The results of our study are in accordance with the three pattern framework of body image coping (avoidance, appearance fixing, and acceptance) (Cash et al., 2005). Females reported use of intropunitive avoidance; they stopped going to weddings, stopped meeting old friends, stopped looking in the mirror, and stopped wearing fashionable clothes. Males said they started smoking. The intropunitive avoidance can be explained
by Thompson, Kent, and Smith (2002) model based on cognitive behavioural principles. Anxiety related to appearance is likely to result from perceived stigma caused by social norms. This anxiety increases when an individual has to face a “triggering event,” leading them to assume two ways of coping intended at reducing their anxiety (specifically, avoidance and concealment). Use of homeopathic and allopathic medicines was reported by the adolescents. Females reported use of hair oil, herbal, and traditional Depsipeptide molecular weight medicines. After trying out these treatments and failing to regain their hair, females started covering their heads by wearing veils and scarfs. Histone Demethylase inhibitor Males initially tried to hide the bald patches by changing their hairstyles and later when the bald area grew in size they started wearing caps. Planning or actively coping with a diagnosis (or relapse) of AA may mean that individuals may choose to wear hair pieces and head covers such as wigs, scarves, beanies, and hats, as an effective way to deal
with visible hair loss (McKillop, 2010). Self-distraction provided relief; females reported that they started spending most of their time studying, whereas males started playing sports such as cricket. Distraction as a coping strategy has been recognized as being used by adolescents in a more sophisticated manner (Zimmer-Gembeck & Skinner, 2011). Males play either sport and females turn to other distractive activities when having to face a stressful experience (McKillop, 2010). Use of support-seeking behaviours was evident, males got support from friends and females acquired social support from their mothers. Literature proposes that females are better in receiving support from family and close friends (McKillop, 2010).

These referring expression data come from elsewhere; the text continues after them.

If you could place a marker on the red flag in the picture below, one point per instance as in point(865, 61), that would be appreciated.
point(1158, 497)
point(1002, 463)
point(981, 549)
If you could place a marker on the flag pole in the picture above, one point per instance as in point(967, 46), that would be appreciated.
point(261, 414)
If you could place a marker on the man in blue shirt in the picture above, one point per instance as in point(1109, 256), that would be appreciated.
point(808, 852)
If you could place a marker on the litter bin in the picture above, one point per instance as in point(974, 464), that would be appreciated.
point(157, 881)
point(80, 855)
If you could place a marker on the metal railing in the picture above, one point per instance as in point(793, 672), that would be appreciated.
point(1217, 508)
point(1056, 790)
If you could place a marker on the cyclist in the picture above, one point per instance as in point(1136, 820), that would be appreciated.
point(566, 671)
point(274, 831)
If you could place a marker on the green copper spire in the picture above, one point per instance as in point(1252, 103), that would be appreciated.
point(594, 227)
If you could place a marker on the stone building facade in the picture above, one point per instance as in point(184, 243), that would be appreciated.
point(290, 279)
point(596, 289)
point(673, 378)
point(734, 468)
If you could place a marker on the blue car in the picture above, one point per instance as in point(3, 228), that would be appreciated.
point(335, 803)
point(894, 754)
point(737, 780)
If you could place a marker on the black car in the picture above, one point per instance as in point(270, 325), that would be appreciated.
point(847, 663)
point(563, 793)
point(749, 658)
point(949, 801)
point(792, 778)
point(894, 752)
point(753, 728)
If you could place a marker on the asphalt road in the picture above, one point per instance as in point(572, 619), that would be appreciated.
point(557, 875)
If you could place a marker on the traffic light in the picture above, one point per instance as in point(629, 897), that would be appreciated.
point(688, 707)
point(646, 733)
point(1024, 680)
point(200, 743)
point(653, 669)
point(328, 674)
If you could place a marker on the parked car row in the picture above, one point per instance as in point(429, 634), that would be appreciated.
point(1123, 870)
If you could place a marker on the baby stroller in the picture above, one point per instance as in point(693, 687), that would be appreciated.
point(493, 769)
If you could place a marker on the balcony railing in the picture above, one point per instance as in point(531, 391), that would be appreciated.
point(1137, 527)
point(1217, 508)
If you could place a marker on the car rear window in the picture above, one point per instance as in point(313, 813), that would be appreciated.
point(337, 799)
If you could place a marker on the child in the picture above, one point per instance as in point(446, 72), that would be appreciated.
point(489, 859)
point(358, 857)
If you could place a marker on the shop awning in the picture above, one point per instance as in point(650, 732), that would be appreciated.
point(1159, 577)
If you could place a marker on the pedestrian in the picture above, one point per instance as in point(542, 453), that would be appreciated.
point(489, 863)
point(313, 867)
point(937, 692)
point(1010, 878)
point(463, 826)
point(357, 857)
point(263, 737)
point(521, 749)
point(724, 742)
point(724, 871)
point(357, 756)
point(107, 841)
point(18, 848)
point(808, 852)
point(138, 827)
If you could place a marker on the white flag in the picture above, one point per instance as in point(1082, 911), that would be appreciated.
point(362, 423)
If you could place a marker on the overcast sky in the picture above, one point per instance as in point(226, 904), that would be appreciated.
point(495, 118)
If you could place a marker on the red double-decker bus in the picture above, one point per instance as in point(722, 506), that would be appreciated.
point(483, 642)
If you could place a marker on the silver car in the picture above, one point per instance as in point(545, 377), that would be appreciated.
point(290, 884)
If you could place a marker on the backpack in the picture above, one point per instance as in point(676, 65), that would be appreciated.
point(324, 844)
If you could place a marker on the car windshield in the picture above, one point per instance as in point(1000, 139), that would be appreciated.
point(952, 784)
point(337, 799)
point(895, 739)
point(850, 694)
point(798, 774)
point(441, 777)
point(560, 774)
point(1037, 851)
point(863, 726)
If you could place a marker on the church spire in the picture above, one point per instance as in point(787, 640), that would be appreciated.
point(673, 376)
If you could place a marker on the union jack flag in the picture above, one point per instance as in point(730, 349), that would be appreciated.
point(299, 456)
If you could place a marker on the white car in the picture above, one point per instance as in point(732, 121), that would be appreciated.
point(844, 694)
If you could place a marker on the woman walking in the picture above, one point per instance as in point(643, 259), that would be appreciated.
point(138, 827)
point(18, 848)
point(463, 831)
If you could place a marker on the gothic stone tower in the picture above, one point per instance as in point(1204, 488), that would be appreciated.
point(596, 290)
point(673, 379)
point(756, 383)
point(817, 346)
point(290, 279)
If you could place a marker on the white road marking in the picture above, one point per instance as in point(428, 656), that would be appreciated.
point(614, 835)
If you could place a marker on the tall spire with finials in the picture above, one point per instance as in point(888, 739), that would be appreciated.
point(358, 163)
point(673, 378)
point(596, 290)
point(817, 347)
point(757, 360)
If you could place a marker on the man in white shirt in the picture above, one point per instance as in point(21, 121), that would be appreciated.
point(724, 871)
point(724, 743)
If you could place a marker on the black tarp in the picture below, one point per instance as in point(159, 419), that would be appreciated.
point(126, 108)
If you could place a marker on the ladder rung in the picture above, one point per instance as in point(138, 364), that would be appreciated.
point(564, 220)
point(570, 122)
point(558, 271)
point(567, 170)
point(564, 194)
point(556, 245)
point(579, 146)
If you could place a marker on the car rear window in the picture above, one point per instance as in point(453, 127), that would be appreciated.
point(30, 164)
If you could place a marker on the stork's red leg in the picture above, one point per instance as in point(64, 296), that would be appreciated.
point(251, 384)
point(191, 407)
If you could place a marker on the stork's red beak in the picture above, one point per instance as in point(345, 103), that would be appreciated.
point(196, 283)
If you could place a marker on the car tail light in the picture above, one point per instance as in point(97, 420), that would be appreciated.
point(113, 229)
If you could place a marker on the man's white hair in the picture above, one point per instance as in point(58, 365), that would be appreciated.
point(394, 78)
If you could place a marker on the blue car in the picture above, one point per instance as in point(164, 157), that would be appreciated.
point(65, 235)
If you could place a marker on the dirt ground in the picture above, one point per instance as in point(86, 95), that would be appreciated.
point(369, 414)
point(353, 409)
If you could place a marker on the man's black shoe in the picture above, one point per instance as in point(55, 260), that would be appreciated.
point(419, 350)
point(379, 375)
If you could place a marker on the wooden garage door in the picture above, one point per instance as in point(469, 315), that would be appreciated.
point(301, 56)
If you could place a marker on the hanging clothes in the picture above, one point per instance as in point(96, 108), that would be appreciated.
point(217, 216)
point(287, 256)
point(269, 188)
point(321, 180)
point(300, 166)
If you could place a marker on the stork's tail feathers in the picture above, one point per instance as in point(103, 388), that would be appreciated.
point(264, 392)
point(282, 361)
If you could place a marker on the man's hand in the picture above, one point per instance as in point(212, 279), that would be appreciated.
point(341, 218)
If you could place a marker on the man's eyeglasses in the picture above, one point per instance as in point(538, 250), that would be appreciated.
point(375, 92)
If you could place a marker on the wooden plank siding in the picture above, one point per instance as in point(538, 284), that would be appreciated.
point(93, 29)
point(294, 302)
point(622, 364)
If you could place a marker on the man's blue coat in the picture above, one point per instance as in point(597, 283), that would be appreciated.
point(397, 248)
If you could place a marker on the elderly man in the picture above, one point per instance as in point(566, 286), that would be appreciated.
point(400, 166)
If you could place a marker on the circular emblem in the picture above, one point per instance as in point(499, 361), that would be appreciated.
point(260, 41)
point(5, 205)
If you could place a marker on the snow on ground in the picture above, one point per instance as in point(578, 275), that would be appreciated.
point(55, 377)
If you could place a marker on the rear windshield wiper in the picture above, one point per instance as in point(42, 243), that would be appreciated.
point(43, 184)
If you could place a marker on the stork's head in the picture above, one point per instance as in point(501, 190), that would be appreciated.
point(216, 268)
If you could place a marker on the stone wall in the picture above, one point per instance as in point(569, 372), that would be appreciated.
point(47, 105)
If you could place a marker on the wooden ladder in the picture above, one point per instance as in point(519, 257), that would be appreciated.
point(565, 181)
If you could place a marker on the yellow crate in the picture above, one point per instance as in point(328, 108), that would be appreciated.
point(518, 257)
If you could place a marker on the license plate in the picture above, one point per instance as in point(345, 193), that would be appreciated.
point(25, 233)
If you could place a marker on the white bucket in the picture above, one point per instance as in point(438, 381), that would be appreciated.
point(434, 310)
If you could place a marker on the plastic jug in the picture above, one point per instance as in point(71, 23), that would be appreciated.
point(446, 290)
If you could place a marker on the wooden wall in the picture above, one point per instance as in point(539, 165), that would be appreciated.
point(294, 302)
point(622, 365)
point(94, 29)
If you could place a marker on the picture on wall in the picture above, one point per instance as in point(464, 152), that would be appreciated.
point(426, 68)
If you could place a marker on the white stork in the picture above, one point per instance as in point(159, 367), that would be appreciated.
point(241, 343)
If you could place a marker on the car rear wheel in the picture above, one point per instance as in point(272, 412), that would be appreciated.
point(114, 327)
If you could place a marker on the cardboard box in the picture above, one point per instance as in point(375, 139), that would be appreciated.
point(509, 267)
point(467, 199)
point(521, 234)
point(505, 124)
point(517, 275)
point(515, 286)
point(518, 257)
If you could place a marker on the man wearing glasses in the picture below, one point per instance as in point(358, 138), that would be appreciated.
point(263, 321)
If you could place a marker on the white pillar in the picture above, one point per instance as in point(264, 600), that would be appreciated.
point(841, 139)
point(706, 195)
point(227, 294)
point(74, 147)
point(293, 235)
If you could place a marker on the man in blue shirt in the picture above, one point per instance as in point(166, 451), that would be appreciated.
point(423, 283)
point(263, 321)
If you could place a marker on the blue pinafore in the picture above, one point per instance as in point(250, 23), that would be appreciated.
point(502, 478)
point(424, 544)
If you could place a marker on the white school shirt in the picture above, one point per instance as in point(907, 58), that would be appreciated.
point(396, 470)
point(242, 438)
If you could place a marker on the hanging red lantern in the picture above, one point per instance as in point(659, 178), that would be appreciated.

Support seeking from family as a coping behaviour is effective for some people especially women with AA (Prickitt, McMichael, Gallagher, Kalabokes, & Boeck, 2004). A greater reliance on sources of social support (beyond parents) is evident during adolescence in males (Zimmer-Gembeck & Skinner, 2011). Recitation of the Holy Quran, reading of religious books, attending religious congregations, offering prayers, attending religious rituals, praying to God, and requesting to solve the problem were frequently used religious coping strategies by females. Males coped by praying to God and getting more regular in offering prayers five times a day. God is considered as a safe haven in emotionally stressful situations (Mikulincer & Shaver, 2007).